Take the following steps to create multi-architecture images:

  1. Create a Dockerfile with the following contents so that you can pull the arm64 image.

    FROM --platform=arm64 895885662937.dkr.ecr.us-west-2.amazonaws.com/spark/emr-6.6.0:latest
USER root
 
RUN pip3 install boto3 // install customizations here
USER hadoop:hadoop

  2. Follow the instructions at Introducing multi-architecture container images for Amazon ECR to build a multi-architecture image.

    Note

    You must create arm64 images on arm64 instances.

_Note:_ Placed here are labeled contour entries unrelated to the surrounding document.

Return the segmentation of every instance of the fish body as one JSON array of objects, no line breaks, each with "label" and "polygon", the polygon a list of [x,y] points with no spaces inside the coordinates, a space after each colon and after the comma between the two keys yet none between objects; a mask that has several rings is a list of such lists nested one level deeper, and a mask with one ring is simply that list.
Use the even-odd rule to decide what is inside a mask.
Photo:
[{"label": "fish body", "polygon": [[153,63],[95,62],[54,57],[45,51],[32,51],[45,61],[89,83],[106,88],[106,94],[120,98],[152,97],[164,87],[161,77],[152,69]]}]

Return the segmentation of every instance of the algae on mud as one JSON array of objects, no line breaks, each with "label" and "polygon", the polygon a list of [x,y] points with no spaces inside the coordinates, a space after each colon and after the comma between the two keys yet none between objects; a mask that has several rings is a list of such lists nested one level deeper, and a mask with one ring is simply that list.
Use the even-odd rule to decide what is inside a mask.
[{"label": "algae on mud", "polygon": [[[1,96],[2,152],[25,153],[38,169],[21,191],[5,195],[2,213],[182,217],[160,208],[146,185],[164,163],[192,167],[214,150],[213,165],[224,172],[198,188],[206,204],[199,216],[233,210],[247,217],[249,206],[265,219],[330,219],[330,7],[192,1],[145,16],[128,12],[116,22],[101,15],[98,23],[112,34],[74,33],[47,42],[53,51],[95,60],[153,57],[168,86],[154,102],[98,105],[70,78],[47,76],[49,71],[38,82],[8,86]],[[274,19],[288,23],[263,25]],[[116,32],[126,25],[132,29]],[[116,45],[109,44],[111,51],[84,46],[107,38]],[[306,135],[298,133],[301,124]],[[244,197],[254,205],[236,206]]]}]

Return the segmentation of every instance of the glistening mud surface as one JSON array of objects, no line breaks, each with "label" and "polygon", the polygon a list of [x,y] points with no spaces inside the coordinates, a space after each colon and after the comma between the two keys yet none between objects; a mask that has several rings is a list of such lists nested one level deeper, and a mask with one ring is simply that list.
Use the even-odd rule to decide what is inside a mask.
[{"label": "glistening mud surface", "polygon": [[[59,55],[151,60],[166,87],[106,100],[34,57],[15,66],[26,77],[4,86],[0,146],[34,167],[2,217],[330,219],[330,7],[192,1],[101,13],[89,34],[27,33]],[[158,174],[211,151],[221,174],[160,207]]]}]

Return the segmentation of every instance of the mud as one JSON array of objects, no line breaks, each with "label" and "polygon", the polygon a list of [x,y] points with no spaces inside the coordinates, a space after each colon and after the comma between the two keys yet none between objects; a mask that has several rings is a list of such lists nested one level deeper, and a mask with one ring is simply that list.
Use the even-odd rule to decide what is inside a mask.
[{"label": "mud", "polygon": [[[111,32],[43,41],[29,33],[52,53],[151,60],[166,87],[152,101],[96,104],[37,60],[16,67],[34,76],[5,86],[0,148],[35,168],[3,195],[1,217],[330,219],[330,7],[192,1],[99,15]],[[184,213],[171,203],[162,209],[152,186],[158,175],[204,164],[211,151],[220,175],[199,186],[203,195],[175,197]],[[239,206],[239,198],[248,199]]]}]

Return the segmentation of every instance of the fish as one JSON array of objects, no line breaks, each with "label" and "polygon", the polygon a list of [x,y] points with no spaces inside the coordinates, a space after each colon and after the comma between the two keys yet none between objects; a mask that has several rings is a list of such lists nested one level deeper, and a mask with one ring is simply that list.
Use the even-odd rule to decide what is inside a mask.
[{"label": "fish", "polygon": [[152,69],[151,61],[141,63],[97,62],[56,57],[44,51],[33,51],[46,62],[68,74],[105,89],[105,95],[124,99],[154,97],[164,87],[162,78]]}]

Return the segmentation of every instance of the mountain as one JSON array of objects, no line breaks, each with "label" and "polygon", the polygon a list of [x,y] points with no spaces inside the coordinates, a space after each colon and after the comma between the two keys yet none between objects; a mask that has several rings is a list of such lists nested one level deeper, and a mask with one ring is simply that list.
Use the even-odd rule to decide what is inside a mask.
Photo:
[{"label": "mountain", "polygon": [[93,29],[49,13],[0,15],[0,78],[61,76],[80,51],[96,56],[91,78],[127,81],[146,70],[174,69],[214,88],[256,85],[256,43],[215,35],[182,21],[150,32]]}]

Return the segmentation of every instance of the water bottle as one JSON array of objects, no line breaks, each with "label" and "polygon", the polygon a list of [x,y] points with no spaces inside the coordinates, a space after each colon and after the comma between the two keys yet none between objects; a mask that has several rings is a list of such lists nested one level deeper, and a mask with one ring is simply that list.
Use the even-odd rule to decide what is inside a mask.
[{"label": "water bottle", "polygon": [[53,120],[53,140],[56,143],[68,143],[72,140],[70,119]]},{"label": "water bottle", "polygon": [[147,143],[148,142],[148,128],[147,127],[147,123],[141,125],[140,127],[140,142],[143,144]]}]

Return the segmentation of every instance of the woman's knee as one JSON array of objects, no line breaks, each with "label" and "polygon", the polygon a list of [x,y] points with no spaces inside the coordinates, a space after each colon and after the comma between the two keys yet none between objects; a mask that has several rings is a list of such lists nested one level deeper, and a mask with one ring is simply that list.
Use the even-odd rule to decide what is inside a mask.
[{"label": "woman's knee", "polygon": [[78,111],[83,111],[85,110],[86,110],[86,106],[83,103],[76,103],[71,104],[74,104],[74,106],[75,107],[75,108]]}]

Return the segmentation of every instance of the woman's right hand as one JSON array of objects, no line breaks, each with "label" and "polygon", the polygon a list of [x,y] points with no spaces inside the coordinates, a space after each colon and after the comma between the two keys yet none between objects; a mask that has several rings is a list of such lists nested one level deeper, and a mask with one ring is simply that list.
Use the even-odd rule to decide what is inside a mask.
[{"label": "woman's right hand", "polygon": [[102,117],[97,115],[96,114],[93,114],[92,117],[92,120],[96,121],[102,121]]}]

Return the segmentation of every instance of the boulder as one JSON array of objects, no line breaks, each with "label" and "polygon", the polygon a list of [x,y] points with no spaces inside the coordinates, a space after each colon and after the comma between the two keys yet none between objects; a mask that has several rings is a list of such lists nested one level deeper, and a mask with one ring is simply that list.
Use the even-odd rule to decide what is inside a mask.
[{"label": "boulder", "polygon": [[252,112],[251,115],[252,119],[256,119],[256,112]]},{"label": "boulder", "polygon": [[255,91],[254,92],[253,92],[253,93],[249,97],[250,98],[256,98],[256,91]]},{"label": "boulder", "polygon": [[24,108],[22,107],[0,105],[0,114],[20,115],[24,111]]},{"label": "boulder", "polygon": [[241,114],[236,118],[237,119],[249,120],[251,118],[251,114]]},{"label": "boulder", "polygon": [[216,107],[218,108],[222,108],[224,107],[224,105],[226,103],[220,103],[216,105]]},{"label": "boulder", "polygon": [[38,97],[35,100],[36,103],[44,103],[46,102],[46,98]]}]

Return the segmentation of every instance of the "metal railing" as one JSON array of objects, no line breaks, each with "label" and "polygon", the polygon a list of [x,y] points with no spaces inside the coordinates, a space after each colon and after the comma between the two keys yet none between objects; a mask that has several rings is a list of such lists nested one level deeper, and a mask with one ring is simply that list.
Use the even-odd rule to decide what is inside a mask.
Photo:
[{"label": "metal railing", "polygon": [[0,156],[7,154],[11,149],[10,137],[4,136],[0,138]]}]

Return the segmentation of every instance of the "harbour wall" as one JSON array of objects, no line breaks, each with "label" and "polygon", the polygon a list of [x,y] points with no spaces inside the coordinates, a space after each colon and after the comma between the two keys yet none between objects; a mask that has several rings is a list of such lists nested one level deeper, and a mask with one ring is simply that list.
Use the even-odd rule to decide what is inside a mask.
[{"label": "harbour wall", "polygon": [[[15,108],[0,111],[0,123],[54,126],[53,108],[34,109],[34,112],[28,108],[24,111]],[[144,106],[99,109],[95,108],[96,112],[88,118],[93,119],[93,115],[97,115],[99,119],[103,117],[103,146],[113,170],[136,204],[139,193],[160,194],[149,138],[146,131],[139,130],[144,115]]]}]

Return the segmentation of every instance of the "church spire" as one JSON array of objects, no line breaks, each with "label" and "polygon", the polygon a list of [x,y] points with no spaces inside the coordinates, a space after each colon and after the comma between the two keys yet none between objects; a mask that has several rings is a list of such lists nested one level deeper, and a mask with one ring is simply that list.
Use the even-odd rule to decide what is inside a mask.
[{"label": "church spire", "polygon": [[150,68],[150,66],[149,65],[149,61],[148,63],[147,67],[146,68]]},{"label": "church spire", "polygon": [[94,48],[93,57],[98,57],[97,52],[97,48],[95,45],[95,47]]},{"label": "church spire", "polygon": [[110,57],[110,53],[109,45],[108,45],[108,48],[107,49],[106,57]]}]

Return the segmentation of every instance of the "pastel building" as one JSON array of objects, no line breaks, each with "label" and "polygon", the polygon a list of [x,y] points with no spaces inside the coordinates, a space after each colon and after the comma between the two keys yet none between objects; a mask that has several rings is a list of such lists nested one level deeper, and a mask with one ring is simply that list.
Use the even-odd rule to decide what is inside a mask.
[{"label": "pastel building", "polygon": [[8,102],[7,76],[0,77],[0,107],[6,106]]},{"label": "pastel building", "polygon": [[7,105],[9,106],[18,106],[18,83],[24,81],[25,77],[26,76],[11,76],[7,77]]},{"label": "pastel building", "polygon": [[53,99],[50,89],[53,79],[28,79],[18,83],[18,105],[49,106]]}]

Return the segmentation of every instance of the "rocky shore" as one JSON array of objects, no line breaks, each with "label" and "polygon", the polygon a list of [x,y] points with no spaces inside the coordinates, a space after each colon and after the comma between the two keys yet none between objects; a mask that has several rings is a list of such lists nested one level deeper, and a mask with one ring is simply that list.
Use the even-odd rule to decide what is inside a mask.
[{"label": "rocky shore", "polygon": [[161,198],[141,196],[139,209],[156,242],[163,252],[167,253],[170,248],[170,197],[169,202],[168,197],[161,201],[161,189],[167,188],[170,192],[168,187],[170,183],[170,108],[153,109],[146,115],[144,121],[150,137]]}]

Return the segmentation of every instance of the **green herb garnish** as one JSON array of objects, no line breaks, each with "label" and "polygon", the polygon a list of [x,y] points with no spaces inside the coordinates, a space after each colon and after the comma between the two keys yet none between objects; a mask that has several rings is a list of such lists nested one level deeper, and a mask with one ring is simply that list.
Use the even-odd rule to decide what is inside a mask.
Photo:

Similarly, you must build amd64 images on amd64 instances.

    You can also build multi-architecture images without building on each specific instance type with the Docker buildx command. For more information, see Leverage multi-CPU architecture support.

  3. After you build the multi-architecture image, you can submit a job with the same spark.kubernetes.container.image parameter and point it to the image. In a heterogeneous cluster with both AWS Graviton-based and non-Graviton-based EC2 instances, the instance determines the correct architecture image based on the instance architecture that pulls the image.